“Jesus told his disciples a parable about the necessity for them to pray always without becoming weary.” (Luke 18:1)
Have you ever gotten tired of praying for something? Did you pray about it for a few days? A few weeks? Years? Was or has your prayer been answered?
In today’s parable of the widow and the unjust judge, Jesus wants his disciples to understand the proper disposition of prayer. To illuminate it, he presents the widow who is unceasing in asking the judge to grant her justice. Even though the widow was repeatedly turned away and rejected, she kept returning to the judge to ask for a just decision.
Once the parable ends, Jesus directs his disciples to the words of the judge: “While it is true that I neither fear God nor respect any human being, because this widow keeps bothering me I shall deliver a just decision for her lest she finally come and strike me” (Luke 18:4-5). This judge who violates the two most important commands of loving God and neighbor still renders a just decision because of the widow’s persistence.
Jesus then turns the conversation to God. God is the just judge who will secure the rights of those who continually call out to him. Jesus says, “I tell you, he will see to it that justice is done for them speedily” (Luke 18:8).
Yet, as maybe we can all attest to, answers don’t always come quickly.
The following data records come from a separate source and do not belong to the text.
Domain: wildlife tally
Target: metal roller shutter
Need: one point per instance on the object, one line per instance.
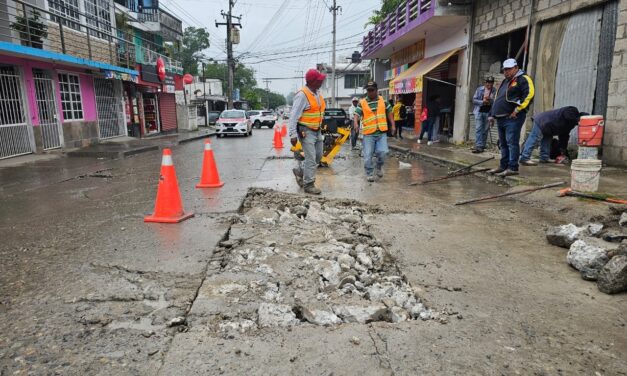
(167, 112)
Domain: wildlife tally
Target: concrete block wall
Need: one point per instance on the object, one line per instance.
(497, 17)
(615, 139)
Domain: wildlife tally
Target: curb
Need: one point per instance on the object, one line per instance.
(195, 138)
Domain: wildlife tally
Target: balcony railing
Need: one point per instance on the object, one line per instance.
(81, 36)
(410, 13)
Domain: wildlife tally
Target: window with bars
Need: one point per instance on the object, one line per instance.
(70, 96)
(352, 81)
(69, 9)
(98, 16)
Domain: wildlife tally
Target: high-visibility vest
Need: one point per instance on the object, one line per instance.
(372, 122)
(312, 118)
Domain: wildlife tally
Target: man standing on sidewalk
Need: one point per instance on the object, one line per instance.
(373, 112)
(304, 126)
(351, 116)
(510, 110)
(483, 99)
(400, 113)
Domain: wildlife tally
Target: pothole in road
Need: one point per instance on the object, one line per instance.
(290, 260)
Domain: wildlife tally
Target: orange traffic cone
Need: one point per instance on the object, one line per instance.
(209, 178)
(168, 206)
(278, 141)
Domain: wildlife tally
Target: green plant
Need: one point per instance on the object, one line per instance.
(32, 30)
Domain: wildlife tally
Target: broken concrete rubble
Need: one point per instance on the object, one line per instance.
(308, 261)
(585, 256)
(612, 278)
(564, 236)
(276, 315)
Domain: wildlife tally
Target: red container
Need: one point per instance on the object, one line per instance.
(590, 132)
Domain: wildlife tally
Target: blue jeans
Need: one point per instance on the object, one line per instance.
(532, 140)
(312, 147)
(374, 144)
(509, 139)
(427, 127)
(481, 130)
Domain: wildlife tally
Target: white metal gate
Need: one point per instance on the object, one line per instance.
(15, 137)
(47, 108)
(110, 110)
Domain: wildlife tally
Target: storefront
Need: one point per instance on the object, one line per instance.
(151, 104)
(427, 78)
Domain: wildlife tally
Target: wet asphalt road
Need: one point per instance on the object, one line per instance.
(86, 287)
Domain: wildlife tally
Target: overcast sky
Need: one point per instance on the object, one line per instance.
(280, 38)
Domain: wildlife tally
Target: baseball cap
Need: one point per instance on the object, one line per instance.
(509, 63)
(314, 75)
(371, 85)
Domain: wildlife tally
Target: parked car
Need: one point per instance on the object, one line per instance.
(335, 117)
(260, 118)
(212, 117)
(234, 122)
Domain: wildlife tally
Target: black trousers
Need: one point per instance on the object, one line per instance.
(399, 127)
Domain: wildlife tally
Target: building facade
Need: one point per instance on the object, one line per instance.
(420, 51)
(63, 72)
(575, 50)
(350, 80)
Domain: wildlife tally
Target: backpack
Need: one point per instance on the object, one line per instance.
(403, 112)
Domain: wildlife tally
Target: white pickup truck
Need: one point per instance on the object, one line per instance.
(259, 118)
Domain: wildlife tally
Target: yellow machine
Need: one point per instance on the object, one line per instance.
(334, 138)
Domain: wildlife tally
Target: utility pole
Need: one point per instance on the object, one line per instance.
(334, 10)
(204, 95)
(229, 47)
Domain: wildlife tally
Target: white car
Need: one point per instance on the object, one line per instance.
(234, 122)
(259, 118)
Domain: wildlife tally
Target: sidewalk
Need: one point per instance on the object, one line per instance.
(122, 147)
(613, 180)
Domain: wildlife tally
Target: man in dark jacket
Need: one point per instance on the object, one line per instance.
(546, 125)
(510, 110)
(433, 111)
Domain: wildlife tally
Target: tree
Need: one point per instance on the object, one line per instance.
(195, 40)
(387, 7)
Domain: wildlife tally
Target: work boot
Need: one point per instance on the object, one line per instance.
(497, 170)
(507, 172)
(528, 162)
(298, 174)
(312, 190)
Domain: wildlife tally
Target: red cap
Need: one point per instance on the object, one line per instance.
(314, 75)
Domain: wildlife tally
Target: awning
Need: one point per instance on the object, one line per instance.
(410, 81)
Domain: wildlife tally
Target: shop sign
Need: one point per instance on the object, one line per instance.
(160, 69)
(111, 75)
(409, 54)
(408, 85)
(169, 84)
(394, 72)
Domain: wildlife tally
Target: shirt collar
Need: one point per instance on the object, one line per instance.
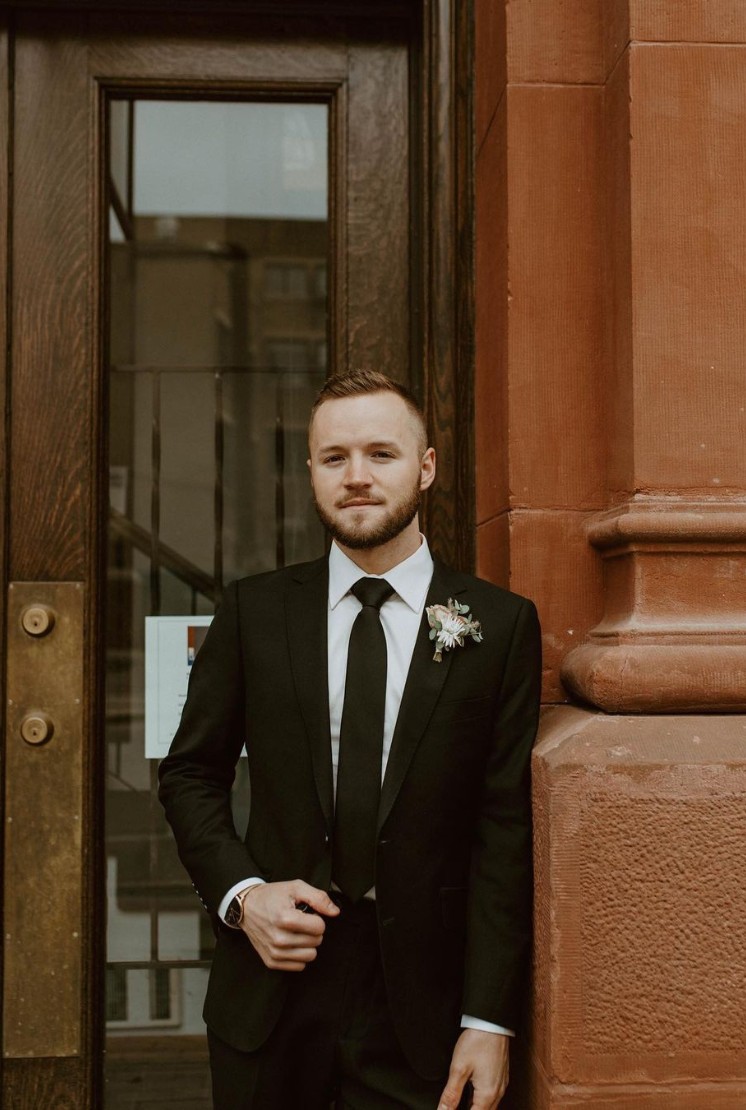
(410, 578)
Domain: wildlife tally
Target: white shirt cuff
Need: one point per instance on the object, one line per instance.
(485, 1027)
(235, 889)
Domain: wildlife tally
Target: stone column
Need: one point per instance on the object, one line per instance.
(623, 512)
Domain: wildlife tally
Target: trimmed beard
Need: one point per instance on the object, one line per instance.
(361, 538)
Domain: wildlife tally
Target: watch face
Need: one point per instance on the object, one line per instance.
(233, 912)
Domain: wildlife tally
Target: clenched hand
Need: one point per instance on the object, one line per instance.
(285, 938)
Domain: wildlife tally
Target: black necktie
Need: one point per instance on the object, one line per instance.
(361, 744)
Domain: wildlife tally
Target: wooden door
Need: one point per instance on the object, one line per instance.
(68, 72)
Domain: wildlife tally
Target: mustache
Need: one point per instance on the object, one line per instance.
(360, 500)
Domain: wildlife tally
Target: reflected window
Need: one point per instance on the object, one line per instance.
(218, 339)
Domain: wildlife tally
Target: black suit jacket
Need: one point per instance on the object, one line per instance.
(453, 868)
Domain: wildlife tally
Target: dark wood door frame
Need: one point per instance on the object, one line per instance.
(442, 343)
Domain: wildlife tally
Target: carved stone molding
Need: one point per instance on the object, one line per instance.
(673, 636)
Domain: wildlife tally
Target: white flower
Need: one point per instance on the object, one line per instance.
(450, 625)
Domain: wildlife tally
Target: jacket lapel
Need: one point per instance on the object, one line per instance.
(306, 604)
(424, 683)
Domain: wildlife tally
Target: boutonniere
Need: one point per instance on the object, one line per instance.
(450, 625)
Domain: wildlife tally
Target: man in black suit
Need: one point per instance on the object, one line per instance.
(374, 925)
What’s difficult about prayer is that there is some sort of waiting period. If there wasn’t, there would be no reason for Christ to tell his disciples a parable about not becoming weary in prayer.
There is a further point though. The parable’s context is in a discussion about Christ’s second coming. It is a discussion that begins in Chapter 17 of Luke’s Gospel when the Pharisees ask Jesus when the kingdom of God will come. That is why Christ asks at the end, “But when the Son of Man comes, will he find faith on earth?” (Luke 18:8).
How will Jesus find us when he comes again? How would he find us today? Have we been weary with our work, our prayer, our actions, our faith, or our love towards others?
Let us ask the Lord that we may endeavor to persist in prayer all the days of our lives until He comes again.